Suara itu kecil, tapi bergetar.
Tangannya meraba kearah perutnya.
Belum ada yang berubah.
Tapi ia tahu, di sana ada harapan yang akan menjadi kunci.
Sesuatu yang akan mengikat Tiara dan Deva sampai akhir hayatnya.
“Aku gak akan kalah,” gumamnya lagi, kali ini lebih keras.
"Aku udah ninggalin semuanya... cuma buat kamu, Mas. Kamu pikir aku bakal pulang dengan tangan kosong? Hah?."Ia tertawa—tipis, getir.
Suara tawanya sendiri membuat tubuhnya menggigil. Tapi ia tak peduli.
“Mas pikir aku lemah? Mas pikir aku cuma anak kecil yang bisa dibentak trus langsung menyerah?”
Langkah Tiara goyah saat berjalan menuju cermin.
Kantung matanya nampak jelas, Tiara tidak seperti dulu—sekarang dia terlihat kuyu dan lelah.
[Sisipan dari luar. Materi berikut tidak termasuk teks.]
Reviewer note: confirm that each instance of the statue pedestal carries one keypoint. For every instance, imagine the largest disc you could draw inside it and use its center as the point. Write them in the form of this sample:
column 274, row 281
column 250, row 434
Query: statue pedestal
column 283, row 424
Ada sedikit kegetiran di dada nya saat melihat sosoknya di dalam cermin.
“Lihat, Tiara... kamu bukan korban. Kamu bukan pelakor. Kamu bukan perempuan yang bisa disingkirin gitu aja.”
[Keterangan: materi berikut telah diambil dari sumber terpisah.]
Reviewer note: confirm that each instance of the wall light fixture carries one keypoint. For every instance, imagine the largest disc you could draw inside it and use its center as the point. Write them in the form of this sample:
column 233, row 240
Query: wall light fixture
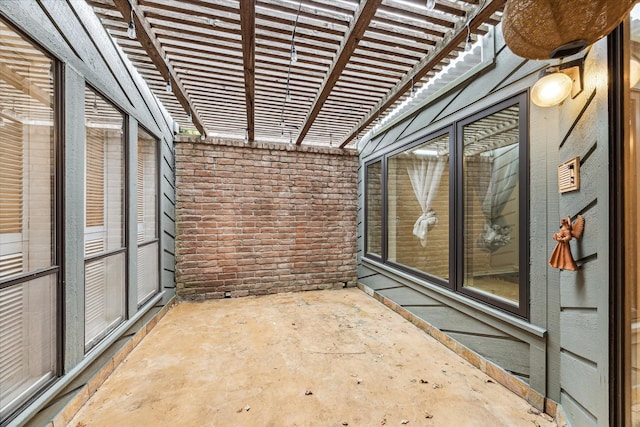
column 556, row 83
“Mas Deva... kamu akan tetap menjadi milikku. Sukarela ataupun Terpaksa”
Mulai hari itu—Tiara bertekat akan menyingkirkan segala hal yang menjadi penghalang untuk mendapatkan suaminya.
...****************...
Keesokan harinya, Tiara bangun seperti biasa dan namun ada yang berbeda dari Tiara
Senyum nya tidak lagi manis seperti biasa nya, tatapan mata Tiara tak lagi teduh.
Hari ini, Tiara terlihat seperti wanita yang siap memberontak.
Selepas mandi beberapa saat yang lalu, Tiara sekarang sudah bersiap untuk peegi ke Kampus.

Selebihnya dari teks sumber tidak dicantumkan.